Industry Outlook in the Global Context
The current policy shift in the U.S. is triggering a global regulatory paradigm change. The digital asset sovereign reserve model constructed by the "Bitcoin Strategic Reserve Act," along with the banking integration path established by the "Stablecoin Accountability Act," provides a replicable regulatory framework sample for the world. As G20 countries gradually introduce cryptocurrency regulatory details, the global market is evolving from a "regulatory arbitrage" phase to an "institutional competition" phase.

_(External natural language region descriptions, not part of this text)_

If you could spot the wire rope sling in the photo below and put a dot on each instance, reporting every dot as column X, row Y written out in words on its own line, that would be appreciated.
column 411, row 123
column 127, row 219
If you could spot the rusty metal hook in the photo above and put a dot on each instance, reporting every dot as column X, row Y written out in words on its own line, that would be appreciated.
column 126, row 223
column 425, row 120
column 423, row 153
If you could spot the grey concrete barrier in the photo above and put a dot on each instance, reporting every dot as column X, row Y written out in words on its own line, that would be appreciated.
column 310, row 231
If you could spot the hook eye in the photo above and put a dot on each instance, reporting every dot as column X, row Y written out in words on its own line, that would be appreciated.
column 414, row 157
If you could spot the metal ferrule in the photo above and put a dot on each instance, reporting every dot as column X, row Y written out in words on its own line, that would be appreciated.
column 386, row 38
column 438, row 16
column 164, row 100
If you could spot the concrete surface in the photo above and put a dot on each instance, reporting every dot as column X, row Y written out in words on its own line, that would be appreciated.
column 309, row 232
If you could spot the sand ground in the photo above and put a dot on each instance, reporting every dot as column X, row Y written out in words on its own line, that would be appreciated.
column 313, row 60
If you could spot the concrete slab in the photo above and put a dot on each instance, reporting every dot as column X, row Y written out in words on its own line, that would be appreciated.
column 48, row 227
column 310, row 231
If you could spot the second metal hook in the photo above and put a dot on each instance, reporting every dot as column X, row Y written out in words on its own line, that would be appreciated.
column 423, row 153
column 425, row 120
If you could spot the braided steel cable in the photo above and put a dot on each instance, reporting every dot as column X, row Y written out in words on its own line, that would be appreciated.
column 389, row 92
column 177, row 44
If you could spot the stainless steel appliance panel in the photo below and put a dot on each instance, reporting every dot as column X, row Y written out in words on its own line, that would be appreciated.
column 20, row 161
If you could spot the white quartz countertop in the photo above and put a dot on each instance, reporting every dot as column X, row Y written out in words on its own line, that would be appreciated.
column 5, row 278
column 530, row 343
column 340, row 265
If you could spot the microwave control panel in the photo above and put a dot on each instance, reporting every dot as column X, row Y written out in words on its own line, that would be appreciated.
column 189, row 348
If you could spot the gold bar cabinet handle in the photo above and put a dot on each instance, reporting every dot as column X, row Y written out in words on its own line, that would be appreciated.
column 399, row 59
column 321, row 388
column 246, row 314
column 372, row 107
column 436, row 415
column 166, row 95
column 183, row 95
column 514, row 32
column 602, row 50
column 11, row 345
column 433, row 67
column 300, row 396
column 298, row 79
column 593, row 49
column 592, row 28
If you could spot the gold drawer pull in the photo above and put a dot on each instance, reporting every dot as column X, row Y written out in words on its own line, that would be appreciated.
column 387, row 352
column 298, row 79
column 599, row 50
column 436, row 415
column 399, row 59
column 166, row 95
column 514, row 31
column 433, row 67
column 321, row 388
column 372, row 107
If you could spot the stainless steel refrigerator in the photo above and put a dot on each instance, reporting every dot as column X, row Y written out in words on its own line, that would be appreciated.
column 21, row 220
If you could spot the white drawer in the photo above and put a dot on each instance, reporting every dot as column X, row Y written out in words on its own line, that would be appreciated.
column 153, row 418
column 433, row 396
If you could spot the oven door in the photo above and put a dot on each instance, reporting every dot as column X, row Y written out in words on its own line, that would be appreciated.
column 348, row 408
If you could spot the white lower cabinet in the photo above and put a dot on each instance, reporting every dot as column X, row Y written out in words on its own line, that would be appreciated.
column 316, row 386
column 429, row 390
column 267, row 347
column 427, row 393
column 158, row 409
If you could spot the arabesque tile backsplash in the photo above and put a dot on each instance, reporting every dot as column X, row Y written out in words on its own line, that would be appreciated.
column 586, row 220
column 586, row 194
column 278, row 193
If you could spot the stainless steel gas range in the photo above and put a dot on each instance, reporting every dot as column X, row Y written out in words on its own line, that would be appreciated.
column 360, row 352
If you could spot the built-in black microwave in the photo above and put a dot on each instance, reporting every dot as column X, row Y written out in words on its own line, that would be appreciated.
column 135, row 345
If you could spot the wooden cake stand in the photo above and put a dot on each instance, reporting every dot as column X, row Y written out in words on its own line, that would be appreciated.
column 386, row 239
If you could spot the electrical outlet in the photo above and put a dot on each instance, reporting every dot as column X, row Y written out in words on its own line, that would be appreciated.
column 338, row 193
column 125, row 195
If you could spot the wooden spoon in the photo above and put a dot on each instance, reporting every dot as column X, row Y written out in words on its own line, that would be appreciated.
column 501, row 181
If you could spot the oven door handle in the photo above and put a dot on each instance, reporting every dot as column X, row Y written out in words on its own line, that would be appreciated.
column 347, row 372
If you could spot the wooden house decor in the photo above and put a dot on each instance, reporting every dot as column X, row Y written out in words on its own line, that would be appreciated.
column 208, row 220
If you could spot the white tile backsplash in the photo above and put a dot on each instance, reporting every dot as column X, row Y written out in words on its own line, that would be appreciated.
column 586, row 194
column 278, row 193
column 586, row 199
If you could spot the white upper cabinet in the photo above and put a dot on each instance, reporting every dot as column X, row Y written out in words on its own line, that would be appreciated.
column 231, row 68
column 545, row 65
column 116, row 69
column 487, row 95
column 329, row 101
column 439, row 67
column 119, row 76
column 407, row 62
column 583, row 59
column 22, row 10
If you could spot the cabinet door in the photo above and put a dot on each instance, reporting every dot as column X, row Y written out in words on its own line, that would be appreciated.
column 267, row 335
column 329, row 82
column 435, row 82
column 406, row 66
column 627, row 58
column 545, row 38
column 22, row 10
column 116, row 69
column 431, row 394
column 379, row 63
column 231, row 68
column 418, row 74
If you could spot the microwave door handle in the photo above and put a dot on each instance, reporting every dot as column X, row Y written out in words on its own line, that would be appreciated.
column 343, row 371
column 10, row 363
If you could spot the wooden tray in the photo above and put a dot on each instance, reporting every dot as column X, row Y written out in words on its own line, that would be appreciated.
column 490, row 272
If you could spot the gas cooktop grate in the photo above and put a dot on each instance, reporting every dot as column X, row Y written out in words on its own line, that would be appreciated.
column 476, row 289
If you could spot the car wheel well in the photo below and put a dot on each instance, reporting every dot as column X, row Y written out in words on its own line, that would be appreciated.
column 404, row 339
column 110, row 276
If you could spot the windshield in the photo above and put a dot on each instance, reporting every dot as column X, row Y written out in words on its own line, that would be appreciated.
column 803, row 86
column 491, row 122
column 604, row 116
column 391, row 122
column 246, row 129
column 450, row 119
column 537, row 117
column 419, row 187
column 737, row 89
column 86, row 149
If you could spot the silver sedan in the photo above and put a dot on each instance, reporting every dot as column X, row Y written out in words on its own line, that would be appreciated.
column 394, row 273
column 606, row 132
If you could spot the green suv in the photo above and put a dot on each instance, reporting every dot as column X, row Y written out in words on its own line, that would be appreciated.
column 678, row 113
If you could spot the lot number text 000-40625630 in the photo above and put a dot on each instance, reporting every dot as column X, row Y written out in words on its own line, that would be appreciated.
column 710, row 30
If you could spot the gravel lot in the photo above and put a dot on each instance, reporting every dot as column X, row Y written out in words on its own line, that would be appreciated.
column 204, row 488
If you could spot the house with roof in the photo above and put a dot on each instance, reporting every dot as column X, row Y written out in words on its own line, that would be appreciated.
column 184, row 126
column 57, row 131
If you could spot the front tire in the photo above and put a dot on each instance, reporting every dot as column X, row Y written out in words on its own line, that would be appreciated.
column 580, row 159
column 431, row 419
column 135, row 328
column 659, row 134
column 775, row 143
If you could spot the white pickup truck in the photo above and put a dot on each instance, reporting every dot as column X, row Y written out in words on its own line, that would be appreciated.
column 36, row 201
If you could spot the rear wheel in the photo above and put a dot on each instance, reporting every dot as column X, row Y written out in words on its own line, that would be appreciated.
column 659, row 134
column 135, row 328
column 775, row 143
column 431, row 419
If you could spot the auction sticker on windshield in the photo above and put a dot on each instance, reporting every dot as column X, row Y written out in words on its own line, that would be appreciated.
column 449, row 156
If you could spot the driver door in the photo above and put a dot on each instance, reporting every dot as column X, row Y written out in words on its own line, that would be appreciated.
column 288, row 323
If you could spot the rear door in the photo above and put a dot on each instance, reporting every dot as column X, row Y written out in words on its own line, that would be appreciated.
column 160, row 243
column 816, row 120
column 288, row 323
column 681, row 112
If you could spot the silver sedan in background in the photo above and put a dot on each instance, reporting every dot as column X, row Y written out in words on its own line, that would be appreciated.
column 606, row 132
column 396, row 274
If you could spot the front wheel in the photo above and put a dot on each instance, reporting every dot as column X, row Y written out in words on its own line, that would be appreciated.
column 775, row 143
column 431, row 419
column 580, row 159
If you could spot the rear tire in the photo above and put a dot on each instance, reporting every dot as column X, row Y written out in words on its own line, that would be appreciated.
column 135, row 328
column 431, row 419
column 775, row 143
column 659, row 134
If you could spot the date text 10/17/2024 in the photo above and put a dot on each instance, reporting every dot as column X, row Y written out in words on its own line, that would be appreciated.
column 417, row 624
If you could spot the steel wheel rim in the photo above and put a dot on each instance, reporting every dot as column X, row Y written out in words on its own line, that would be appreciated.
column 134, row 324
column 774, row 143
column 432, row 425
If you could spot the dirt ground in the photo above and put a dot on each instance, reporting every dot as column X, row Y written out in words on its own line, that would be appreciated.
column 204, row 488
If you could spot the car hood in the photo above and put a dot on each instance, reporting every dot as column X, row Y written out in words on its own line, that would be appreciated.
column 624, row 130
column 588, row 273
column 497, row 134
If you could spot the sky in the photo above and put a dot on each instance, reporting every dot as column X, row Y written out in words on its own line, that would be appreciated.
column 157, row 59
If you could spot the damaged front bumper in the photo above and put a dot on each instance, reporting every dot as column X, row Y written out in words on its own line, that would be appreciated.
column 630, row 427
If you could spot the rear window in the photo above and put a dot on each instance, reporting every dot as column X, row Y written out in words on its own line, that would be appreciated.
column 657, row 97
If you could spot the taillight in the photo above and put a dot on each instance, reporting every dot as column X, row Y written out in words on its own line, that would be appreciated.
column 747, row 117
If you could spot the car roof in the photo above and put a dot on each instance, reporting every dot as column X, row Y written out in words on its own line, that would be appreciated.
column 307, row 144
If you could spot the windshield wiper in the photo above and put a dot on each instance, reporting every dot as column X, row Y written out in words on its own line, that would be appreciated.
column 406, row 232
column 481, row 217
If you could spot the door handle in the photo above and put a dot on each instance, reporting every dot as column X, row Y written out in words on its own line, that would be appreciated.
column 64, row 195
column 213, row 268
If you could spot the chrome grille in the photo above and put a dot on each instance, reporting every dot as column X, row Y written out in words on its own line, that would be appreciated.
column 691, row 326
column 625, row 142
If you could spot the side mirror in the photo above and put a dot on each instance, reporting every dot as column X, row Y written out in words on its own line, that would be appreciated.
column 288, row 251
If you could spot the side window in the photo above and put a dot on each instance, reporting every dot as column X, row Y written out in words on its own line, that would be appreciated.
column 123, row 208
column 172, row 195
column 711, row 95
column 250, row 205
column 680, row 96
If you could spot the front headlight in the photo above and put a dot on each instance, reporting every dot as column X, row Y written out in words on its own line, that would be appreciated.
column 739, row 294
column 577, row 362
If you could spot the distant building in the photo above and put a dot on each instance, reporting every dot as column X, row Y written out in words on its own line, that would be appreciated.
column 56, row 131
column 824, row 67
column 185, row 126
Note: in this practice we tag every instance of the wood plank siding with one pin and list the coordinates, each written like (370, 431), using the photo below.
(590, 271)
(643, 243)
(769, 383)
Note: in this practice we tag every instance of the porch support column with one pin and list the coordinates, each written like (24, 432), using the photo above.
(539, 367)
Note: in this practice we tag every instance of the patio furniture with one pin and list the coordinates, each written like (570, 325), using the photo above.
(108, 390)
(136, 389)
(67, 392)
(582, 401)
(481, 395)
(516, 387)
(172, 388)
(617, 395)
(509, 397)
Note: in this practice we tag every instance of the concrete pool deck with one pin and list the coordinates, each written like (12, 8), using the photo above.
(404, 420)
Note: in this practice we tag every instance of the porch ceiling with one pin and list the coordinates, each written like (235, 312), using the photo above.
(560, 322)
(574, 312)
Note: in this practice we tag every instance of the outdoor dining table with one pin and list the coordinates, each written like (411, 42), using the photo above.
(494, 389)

In the new era where the digital economy intertwines with geopolitics, the reconstruction of cryptocurrency regulatory frameworks has transcended mere technical specifications, evolving into an important dimension of national financial competitiveness. The current policy practices in the U.S. indicate that whoever can first build a regulatory system that balances innovation inclusivity with risk prevention will occupy a strategic high ground in the global competition of the digital economy. For global economies at a critical stage of digital transformation, this regulatory paradigm shift is both a challenge and a historical opportunity to reshape the international financial order.
However, the revolutionary development of the U.S. guiding the crypto market also means that the current volatility of the crypto market is closely related to the U.S. economy. While observing the U.S. economy to gauge the crypto market, we must call for global participation in the construction of crypto market regulation to avoid the dominance of the U.S. over the crypto market.